A Super Bowl advertisement featuring former heavyweight champion Mike Tyson is launching a new national campaign aimed at reducing Americans’ reliance on ultra-processed food and shifting public attention back toward whole, nutrient-dense diets.

The ad, titled “Processed Food Kills”, aired during the Super Bowl and forms part of a broader initiative encouraging Americans to “eat real food.” In the spot, Tyson speaks openly about his sister’s death from obesity and his own struggles with addiction to ultra-processed food, framing diet as both a personal and systemic health issue.

According to the campaign’s backers, the U.S. now faces a public-health paradox: the world’s most powerful country is also among the sickest. More than 40 percent of American teens are overweight, 38 percent are considered pre-diabetic, and nearly 80 percent of a child’s diet in the U.S. comes from ultra-processed food — far higher than in peer countries.

Beyond the Super Bowl broadcast, the campaign will expand nationwide through taxi advertising in major U.S. cities including New York, Los Angeles, Chicago, Miami, Dallas, and San Francisco.
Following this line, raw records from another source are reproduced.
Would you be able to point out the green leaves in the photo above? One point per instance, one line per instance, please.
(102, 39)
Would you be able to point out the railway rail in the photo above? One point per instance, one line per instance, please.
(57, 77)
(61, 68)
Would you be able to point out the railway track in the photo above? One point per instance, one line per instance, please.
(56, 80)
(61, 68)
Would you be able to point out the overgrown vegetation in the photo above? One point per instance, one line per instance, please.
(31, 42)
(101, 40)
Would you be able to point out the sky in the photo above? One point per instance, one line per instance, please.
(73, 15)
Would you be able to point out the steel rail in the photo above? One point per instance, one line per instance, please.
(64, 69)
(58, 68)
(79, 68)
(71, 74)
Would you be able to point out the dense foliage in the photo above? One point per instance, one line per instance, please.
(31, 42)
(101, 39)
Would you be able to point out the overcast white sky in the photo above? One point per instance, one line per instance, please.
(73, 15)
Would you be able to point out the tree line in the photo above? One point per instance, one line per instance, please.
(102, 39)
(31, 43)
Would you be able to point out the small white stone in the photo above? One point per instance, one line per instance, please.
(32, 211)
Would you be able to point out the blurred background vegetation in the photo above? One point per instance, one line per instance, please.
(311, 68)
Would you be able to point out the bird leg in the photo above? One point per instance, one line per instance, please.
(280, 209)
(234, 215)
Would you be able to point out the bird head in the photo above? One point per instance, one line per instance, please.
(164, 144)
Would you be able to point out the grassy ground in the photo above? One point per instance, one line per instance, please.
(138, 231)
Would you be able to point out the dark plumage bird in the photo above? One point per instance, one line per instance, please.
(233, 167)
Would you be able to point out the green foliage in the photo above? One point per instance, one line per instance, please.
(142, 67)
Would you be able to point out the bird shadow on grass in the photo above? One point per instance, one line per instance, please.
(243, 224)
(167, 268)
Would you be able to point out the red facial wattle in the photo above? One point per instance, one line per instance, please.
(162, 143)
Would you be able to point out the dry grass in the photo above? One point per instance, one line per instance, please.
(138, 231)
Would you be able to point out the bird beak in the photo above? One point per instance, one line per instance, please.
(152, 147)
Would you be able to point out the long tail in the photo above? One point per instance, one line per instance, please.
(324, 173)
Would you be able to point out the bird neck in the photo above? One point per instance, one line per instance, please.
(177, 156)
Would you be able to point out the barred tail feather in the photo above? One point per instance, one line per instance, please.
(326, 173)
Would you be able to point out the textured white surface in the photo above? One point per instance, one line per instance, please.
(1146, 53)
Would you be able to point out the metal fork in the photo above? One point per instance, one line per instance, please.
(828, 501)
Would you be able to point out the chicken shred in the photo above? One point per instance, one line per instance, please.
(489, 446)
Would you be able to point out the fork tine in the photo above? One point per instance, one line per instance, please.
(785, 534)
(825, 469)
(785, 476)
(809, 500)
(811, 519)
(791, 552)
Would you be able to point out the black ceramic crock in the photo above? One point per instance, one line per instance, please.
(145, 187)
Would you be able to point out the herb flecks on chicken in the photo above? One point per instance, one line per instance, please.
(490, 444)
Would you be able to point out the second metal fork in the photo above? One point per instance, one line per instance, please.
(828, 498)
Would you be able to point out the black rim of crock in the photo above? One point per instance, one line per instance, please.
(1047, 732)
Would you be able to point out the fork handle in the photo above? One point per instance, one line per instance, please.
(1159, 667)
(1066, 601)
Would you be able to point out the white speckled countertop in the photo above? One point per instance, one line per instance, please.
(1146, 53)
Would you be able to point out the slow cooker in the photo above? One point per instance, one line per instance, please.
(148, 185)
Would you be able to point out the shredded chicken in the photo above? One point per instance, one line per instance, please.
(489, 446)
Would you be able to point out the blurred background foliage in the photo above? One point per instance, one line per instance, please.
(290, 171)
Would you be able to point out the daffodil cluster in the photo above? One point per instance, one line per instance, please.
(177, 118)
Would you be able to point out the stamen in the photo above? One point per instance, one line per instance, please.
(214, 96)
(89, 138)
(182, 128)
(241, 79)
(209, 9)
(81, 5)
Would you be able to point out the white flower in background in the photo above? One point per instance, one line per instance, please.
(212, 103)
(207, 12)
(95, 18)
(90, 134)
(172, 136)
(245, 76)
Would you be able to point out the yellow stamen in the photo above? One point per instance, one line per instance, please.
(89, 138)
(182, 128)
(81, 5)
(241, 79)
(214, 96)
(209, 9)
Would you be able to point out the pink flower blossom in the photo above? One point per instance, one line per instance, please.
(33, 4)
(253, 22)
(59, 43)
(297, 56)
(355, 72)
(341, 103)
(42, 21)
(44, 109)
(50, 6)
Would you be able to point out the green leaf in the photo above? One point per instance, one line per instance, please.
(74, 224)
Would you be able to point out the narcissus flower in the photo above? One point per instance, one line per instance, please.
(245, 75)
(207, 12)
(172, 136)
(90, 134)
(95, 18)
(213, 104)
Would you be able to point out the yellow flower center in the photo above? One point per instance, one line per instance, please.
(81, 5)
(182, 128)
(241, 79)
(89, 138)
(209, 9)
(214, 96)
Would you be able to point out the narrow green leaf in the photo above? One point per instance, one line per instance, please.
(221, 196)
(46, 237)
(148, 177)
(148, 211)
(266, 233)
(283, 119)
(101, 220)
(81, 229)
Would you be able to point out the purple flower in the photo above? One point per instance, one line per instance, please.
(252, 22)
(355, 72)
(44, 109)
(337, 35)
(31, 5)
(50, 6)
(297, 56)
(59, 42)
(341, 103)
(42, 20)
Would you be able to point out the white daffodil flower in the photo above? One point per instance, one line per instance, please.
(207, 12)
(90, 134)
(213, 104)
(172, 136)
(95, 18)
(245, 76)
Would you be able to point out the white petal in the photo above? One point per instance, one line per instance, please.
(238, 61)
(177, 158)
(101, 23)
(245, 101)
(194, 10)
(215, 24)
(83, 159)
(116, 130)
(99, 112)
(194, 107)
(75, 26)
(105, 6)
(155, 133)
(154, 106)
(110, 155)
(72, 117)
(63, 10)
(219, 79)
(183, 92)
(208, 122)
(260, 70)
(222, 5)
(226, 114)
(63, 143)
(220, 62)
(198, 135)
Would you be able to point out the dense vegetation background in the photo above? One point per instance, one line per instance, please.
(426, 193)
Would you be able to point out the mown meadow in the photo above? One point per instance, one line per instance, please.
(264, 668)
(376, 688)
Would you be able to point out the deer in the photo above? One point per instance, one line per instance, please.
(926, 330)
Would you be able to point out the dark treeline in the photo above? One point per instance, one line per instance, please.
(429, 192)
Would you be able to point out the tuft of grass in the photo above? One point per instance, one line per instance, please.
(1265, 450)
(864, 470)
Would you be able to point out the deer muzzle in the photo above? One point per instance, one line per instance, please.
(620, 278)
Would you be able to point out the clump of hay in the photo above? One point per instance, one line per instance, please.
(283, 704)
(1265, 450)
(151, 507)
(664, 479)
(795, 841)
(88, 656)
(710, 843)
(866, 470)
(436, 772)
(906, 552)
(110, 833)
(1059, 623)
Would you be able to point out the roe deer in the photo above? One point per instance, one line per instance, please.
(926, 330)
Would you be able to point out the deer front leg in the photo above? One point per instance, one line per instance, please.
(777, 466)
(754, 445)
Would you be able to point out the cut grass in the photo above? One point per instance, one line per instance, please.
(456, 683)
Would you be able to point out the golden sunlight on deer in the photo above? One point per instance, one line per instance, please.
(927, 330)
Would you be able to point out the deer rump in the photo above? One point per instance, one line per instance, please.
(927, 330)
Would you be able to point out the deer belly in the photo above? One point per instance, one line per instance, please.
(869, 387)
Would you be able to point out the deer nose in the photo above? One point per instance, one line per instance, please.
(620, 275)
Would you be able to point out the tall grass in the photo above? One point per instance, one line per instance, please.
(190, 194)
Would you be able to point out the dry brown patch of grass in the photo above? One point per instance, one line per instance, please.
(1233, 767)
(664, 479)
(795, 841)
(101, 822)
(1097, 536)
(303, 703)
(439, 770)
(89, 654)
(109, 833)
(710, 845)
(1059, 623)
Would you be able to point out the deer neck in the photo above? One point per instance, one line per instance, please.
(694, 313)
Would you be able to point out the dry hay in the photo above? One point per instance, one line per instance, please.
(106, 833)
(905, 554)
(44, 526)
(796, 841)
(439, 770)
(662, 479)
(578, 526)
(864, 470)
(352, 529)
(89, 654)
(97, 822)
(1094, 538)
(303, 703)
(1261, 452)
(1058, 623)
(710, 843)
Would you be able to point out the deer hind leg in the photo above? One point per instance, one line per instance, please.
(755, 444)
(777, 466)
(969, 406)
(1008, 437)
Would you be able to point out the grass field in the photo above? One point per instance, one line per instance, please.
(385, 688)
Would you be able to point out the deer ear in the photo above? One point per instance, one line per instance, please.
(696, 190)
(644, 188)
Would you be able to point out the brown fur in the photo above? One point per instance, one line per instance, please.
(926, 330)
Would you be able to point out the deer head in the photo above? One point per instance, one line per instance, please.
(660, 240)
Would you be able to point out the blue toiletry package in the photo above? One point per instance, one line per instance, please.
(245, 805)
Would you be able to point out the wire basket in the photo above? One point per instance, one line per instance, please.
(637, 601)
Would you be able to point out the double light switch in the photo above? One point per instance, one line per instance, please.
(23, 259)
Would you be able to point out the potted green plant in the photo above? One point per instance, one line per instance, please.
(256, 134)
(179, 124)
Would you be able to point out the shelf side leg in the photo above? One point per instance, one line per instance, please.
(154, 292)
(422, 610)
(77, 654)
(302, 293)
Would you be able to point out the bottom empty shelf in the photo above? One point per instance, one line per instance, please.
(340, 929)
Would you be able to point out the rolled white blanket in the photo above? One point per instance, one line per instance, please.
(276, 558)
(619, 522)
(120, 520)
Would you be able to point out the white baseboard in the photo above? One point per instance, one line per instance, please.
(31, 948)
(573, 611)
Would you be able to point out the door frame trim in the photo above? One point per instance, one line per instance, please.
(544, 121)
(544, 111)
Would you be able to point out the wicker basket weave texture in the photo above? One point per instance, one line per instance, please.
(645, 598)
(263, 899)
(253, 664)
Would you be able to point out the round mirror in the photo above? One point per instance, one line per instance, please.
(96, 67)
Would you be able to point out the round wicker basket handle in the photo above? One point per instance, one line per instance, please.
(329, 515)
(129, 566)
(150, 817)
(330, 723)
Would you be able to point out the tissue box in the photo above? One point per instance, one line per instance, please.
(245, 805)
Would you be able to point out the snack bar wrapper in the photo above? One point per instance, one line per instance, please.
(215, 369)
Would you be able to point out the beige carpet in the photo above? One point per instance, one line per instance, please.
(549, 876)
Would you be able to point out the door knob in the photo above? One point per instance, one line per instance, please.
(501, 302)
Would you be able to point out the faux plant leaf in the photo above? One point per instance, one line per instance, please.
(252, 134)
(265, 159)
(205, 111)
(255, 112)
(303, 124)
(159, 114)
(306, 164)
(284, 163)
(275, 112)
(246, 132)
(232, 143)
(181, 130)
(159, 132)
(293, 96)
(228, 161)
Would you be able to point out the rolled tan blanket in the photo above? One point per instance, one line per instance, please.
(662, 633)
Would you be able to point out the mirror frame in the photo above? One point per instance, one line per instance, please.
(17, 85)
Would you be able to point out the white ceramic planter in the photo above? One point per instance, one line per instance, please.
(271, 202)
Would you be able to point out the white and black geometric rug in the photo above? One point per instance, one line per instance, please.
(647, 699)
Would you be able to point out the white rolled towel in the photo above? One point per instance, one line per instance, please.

The organizers estimate the effort could generate hundreds of millions of impressions per month.

The ad directs viewers to RealFood.gov, a new public health website outlining historical government dietary guidance focused on whole foods and nutrient density. Campaign organizers argue that past federal nutrition policy — including the normalization of added sugars and ultra-processed foods — has contributed to rising chronic disease and healthcare costs.

The campaign also aligns with broader political debates over food policy, including proposals to reform SNAP benefits, overhaul school and military food procurement, and reduce the dominance of soda and candy in publicly funded nutrition programs.

The advertisement and accompanying campaign were financed by MAHA Center Inc., an unaffiliated nonprofit organization focused on public health reform and food system accountability.